Firms are largely doing a good job
The research was completed this May and the results were mainly positive, since the regulator found in 93.1% of cases, suitable advice was provided. It also found in only 4.3% of cases was unsuitable advice provided, while in just over 5% there was uncertain disclosure provided and only 2.5% of cases provided unclear advice. Even so, the regulator has said there is still room for improvement and its focus will remain on suitability, including on standards within the wider financial services industry.
Time for an in-house review?
So is suitability, in terms of advice and product selection, an area risk managers should be looking at afresh? These are just some of the relevant issues related to suitability that could need reviewing:
Customers will have many different requirements but compliance can only be achieved if there is consistency. Regulation consultants often refer to an iterative approach – so it’s often a question of providing guidance in the same format and making sure that information is properly recorded.
Disclosure of costs and risk
Any charges – to include the total price - must be clearly explained to customers. Equally, it must be made explicit to clients that in the case of an investment product, there will be risk and the level of this should be explained in-depth.
This is largely an issue related to pensions, as there are unscrupulous operators in the sector looking to encourage people to unlock or switch pension pots in exchange for large fees. Again, if this is an area where advice is given, there needs to be proof to show the customer’s best interests are being taken care of.

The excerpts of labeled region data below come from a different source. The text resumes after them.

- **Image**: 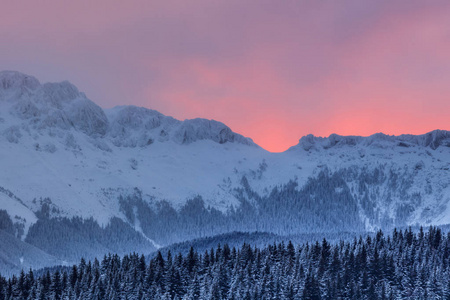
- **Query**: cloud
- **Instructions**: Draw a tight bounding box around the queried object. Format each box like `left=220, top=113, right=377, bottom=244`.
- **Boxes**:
left=0, top=1, right=450, bottom=151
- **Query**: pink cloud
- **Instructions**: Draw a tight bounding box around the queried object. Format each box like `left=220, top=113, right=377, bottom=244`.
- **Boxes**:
left=0, top=1, right=450, bottom=151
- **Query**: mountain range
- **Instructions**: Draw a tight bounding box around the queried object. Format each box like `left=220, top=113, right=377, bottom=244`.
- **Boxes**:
left=0, top=71, right=450, bottom=273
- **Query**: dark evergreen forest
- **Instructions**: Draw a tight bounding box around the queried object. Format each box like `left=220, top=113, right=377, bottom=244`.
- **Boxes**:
left=0, top=227, right=450, bottom=300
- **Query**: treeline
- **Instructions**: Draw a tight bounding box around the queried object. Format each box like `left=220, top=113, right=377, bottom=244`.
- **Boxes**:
left=0, top=227, right=450, bottom=300
left=119, top=171, right=365, bottom=245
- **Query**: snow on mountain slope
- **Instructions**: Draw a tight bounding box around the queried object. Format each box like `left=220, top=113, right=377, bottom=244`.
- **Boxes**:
left=0, top=72, right=450, bottom=238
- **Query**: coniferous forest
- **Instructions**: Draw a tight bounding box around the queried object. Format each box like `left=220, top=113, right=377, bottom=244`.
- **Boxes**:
left=0, top=227, right=450, bottom=300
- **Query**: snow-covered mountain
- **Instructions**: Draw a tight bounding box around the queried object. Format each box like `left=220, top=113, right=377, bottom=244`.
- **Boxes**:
left=0, top=71, right=450, bottom=274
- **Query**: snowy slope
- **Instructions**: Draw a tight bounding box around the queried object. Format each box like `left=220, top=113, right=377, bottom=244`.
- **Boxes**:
left=0, top=71, right=450, bottom=239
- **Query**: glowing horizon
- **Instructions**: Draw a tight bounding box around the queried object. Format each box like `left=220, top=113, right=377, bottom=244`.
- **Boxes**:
left=0, top=0, right=450, bottom=152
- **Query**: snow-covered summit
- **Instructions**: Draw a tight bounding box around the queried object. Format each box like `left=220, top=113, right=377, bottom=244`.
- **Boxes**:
left=103, top=106, right=256, bottom=147
left=0, top=71, right=256, bottom=149
left=289, top=130, right=450, bottom=151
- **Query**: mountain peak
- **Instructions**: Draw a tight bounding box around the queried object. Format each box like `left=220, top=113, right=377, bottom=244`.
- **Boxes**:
left=0, top=71, right=256, bottom=149
left=290, top=130, right=450, bottom=151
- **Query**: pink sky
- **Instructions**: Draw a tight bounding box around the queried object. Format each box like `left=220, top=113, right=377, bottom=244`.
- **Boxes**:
left=0, top=0, right=450, bottom=152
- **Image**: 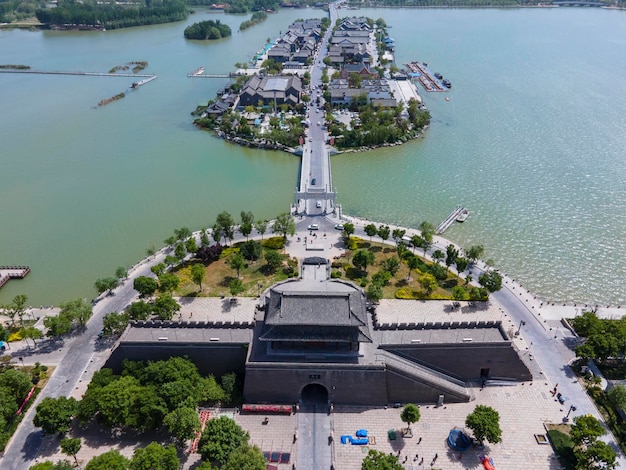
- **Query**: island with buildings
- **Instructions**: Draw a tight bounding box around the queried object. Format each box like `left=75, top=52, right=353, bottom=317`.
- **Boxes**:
left=0, top=5, right=624, bottom=470
left=194, top=18, right=430, bottom=153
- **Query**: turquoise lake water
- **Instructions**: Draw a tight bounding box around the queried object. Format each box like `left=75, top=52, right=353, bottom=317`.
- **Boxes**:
left=0, top=8, right=626, bottom=305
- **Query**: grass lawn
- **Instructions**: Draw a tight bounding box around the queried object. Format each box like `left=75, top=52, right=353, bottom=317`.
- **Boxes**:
left=172, top=244, right=298, bottom=297
left=326, top=237, right=465, bottom=300
left=546, top=424, right=576, bottom=470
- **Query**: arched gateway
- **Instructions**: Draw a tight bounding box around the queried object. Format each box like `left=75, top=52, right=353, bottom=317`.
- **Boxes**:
left=300, top=383, right=328, bottom=405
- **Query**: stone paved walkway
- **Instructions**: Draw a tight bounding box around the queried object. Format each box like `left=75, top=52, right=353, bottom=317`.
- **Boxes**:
left=333, top=381, right=567, bottom=470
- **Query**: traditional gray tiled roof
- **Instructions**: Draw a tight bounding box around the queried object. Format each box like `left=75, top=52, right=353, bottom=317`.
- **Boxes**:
left=260, top=281, right=371, bottom=342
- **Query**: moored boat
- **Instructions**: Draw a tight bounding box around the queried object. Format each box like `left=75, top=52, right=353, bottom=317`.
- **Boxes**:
left=456, top=209, right=469, bottom=222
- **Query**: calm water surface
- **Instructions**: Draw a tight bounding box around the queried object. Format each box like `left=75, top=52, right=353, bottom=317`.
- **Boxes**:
left=0, top=9, right=626, bottom=305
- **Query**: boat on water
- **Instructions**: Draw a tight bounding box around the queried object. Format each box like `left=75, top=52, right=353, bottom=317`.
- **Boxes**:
left=456, top=209, right=469, bottom=222
left=191, top=67, right=204, bottom=76
left=130, top=75, right=156, bottom=88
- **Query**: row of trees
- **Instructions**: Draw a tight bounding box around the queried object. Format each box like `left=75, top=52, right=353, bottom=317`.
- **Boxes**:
left=31, top=357, right=265, bottom=470
left=183, top=20, right=232, bottom=40
left=29, top=437, right=180, bottom=470
left=239, top=11, right=267, bottom=31
left=33, top=357, right=241, bottom=438
left=36, top=0, right=188, bottom=29
left=571, top=311, right=626, bottom=361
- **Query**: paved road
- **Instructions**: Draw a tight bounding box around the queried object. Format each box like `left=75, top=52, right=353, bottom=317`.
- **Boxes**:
left=298, top=6, right=338, bottom=215
left=0, top=251, right=165, bottom=469
left=296, top=404, right=332, bottom=470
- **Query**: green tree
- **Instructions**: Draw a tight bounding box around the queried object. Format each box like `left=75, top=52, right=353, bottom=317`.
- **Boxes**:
left=163, top=406, right=200, bottom=447
left=607, top=385, right=626, bottom=410
left=361, top=449, right=404, bottom=470
left=150, top=263, right=167, bottom=277
left=174, top=242, right=187, bottom=262
left=264, top=250, right=283, bottom=272
left=452, top=286, right=469, bottom=300
left=478, top=271, right=502, bottom=292
left=400, top=403, right=421, bottom=431
left=419, top=273, right=438, bottom=295
left=126, top=300, right=152, bottom=320
left=228, top=253, right=246, bottom=278
left=198, top=416, right=250, bottom=466
left=59, top=299, right=93, bottom=327
left=0, top=369, right=33, bottom=403
left=569, top=415, right=606, bottom=446
left=363, top=224, right=378, bottom=243
left=115, top=266, right=128, bottom=279
left=222, top=445, right=267, bottom=470
left=228, top=278, right=245, bottom=297
left=574, top=441, right=617, bottom=470
left=85, top=449, right=130, bottom=470
left=43, top=315, right=72, bottom=338
left=191, top=263, right=204, bottom=292
left=239, top=240, right=263, bottom=261
left=61, top=437, right=83, bottom=467
left=391, top=228, right=406, bottom=245
left=239, top=211, right=254, bottom=240
left=406, top=255, right=420, bottom=280
left=446, top=243, right=459, bottom=268
left=0, top=294, right=28, bottom=325
left=215, top=211, right=235, bottom=244
left=272, top=212, right=296, bottom=240
left=33, top=397, right=78, bottom=434
left=419, top=221, right=435, bottom=250
left=352, top=250, right=374, bottom=272
left=466, top=245, right=485, bottom=263
left=343, top=222, right=354, bottom=238
left=133, top=276, right=159, bottom=299
left=454, top=256, right=469, bottom=274
left=153, top=293, right=180, bottom=320
left=128, top=442, right=180, bottom=470
left=20, top=326, right=43, bottom=347
left=365, top=284, right=383, bottom=303
left=102, top=312, right=130, bottom=336
left=465, top=405, right=502, bottom=444
left=376, top=225, right=391, bottom=243
left=174, top=227, right=193, bottom=241
left=159, top=273, right=180, bottom=294
left=383, top=256, right=400, bottom=276
left=185, top=238, right=198, bottom=253
left=254, top=220, right=269, bottom=241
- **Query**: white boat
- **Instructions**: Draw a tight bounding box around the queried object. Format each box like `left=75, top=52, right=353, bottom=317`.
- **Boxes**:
left=456, top=209, right=469, bottom=222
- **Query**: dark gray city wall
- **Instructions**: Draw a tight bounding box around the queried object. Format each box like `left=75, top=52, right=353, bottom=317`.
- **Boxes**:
left=243, top=363, right=390, bottom=405
left=387, top=370, right=468, bottom=404
left=104, top=343, right=248, bottom=377
left=381, top=342, right=532, bottom=381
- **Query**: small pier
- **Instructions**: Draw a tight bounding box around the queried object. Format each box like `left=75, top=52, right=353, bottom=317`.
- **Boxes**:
left=0, top=266, right=30, bottom=288
left=435, top=206, right=467, bottom=235
left=404, top=62, right=448, bottom=92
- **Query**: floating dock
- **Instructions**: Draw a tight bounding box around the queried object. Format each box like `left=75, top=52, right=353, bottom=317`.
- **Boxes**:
left=0, top=266, right=30, bottom=288
left=404, top=62, right=449, bottom=92
left=435, top=206, right=469, bottom=235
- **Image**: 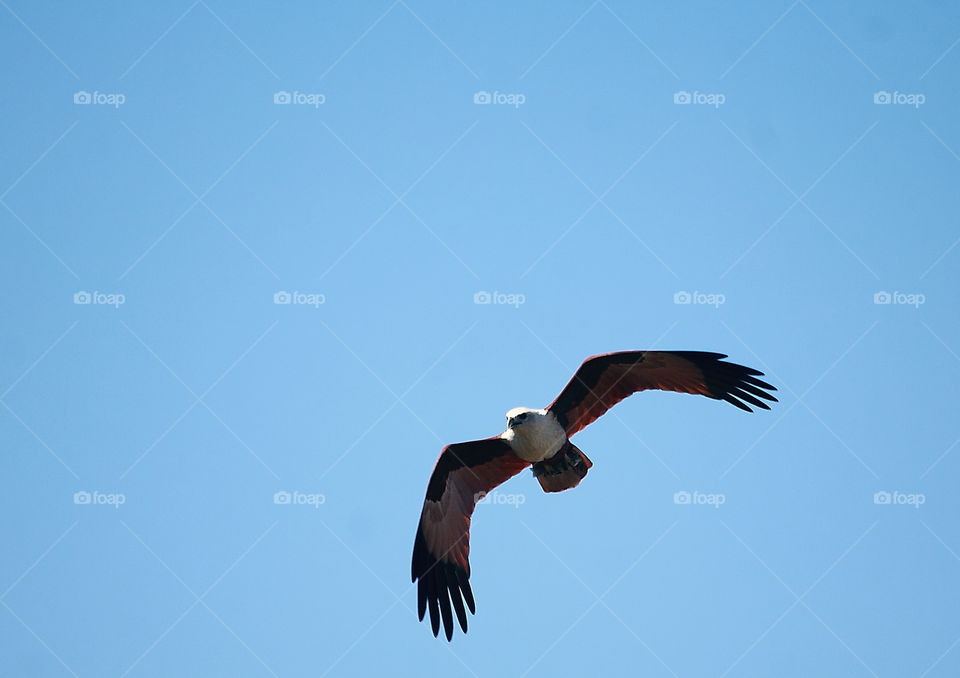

Some customers will simply say they want an affordable mortgage or some cash aside for a rainy day. If they later end up dissatisfied, the adviser may find they have little defence if it is shown that demands and needs were not properly investigated and reasons given why a particular product was recommended. It could be that advisers may need to go back to such customers and make sure there is clearer information provided.
The FCA has said its work on suitability will continue and in 2018, it will conduct a further review, looking at the impact of new regulation such as the Markets in Financial Instruments Directive II (MiFID II), the Packaged Retail and Insurance-based Investment Products regulation (PRIIPs) and the Insurance Distribution Directive (IDD).
This is always going to be challenging area, particularly where advice is a major part of a firm’s proposition. But since it carries so many potential risks, it needs regular assessment – suitability is a serious issue indeed.